Use the canonical tool contract described in Quickstart → First tool-call.

Your orchestration layer should:

  • expose the tool only when a user psychometric profile is available
  • validate tool arguments strictly against the schema
  • reject or ignore tool calls with missing or malformed profiles

Avoid “tolerant” schemas that allow the model to emit incomplete or speculative inputs.


This logic should live in your orchestration layer, not in prompts.

IF user_profile is available:
expose SotsAI tool to the LLM
ELSE:
do NOT expose the tool
either:
- let the LLM handle the request autonomously
- ask the user to complete a psychometric profile

How you prompt the LLM depends on who is responsible for calling SotsAI.
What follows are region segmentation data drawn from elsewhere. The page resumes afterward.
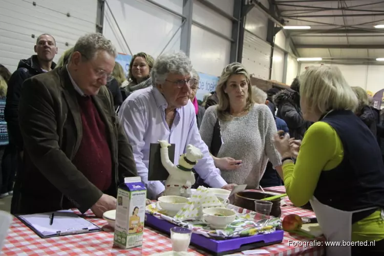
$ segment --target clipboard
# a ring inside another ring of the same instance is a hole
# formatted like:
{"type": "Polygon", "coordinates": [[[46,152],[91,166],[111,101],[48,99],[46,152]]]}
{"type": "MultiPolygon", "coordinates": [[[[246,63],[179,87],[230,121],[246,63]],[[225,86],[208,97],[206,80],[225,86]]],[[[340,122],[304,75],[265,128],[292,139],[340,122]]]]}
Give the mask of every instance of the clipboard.
{"type": "MultiPolygon", "coordinates": [[[[168,147],[168,155],[171,162],[175,163],[175,144],[168,147]]],[[[148,180],[164,181],[169,174],[161,163],[160,143],[151,143],[150,159],[148,163],[148,180]]]]}
{"type": "Polygon", "coordinates": [[[101,228],[79,216],[71,210],[59,210],[42,214],[15,215],[40,238],[48,238],[71,234],[91,233],[101,228]],[[50,217],[54,213],[52,225],[50,217]]]}

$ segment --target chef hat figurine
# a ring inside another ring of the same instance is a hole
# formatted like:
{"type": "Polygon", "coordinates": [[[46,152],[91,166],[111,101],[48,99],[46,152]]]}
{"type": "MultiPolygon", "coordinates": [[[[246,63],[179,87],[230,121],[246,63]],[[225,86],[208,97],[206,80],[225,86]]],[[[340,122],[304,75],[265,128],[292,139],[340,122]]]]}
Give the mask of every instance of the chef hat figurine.
{"type": "Polygon", "coordinates": [[[197,163],[197,160],[203,158],[200,150],[188,145],[186,153],[179,158],[179,164],[174,165],[169,160],[168,147],[170,145],[165,140],[159,140],[161,163],[168,171],[169,176],[165,181],[165,196],[190,197],[190,188],[195,184],[195,174],[192,168],[197,163]]]}

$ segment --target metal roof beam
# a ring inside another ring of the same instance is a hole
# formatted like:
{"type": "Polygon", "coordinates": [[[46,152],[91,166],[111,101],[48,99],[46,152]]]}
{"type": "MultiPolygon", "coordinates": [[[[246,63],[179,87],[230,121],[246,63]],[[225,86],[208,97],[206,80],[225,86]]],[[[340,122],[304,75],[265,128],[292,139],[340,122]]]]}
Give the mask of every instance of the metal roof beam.
{"type": "Polygon", "coordinates": [[[384,49],[384,45],[296,45],[296,48],[297,49],[384,49]]]}
{"type": "MultiPolygon", "coordinates": [[[[291,7],[299,7],[303,9],[300,10],[289,10],[289,11],[313,11],[318,9],[320,11],[354,11],[357,12],[384,12],[384,10],[362,10],[359,9],[351,9],[350,7],[342,7],[340,8],[334,8],[332,7],[321,7],[318,6],[309,6],[306,5],[291,5],[288,4],[277,4],[278,5],[283,6],[289,6],[291,7]]],[[[284,11],[288,11],[285,10],[284,11]]]]}
{"type": "Polygon", "coordinates": [[[282,15],[283,18],[331,18],[334,17],[373,17],[375,16],[384,16],[384,12],[379,13],[367,13],[365,14],[327,14],[327,15],[282,15]]]}
{"type": "MultiPolygon", "coordinates": [[[[361,1],[361,0],[350,0],[351,1],[361,1]]],[[[275,2],[276,4],[278,5],[280,3],[321,3],[321,2],[340,2],[339,0],[296,0],[296,1],[279,1],[279,2],[275,2]]]]}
SotsAI supports two valid integration styles:

  • Orchestrator-led (recommended)
  • LLM-led (tool-calling autonomy)

In this pattern:

  • your backend always decides when to call SotsAI
  • the LLM never decides whether behavioral reasoning is needed
  • the LLM receives SotsAI output as an input, not as a tool

The LLM’s role is interpretation and rendering only.

Example system prompt

You are an assistant helping with workplace interpersonal communication.
You are given a Behavioral Reasoning Output generated by a specialized engine.
Treat it as the primary source of truth for your reasoning and recommendations.
RULES:
- Base your advice strictly on the Behavioral Reasoning Output.
- Do not add recommendations that are not supported by it.
- Do not invent psychometric traits, motivations, or profiles.
- Do not reinterpret or override the behavioral conclusions.
- If something is unclear or missing, ask up to 2 clarifying questions at the end,
but still provide a best-effort response.
RESPONSIBILITY SPLIT:
- The behavioral reasoning is already done.
- Your job is to transform it into clear, helpful, human-readable guidance.
- Adapt tone, structure, and wording to the user context.
Answer in French.
Behavioral Reasoning Output:
{{SOTSAI_OUTPUT}}

Use this pattern when you want:

  • deterministic behavior
  • strong auditability
  • clear separation of concerns
  • maximum safety and predictability

This is the default and recommended approach for production systems.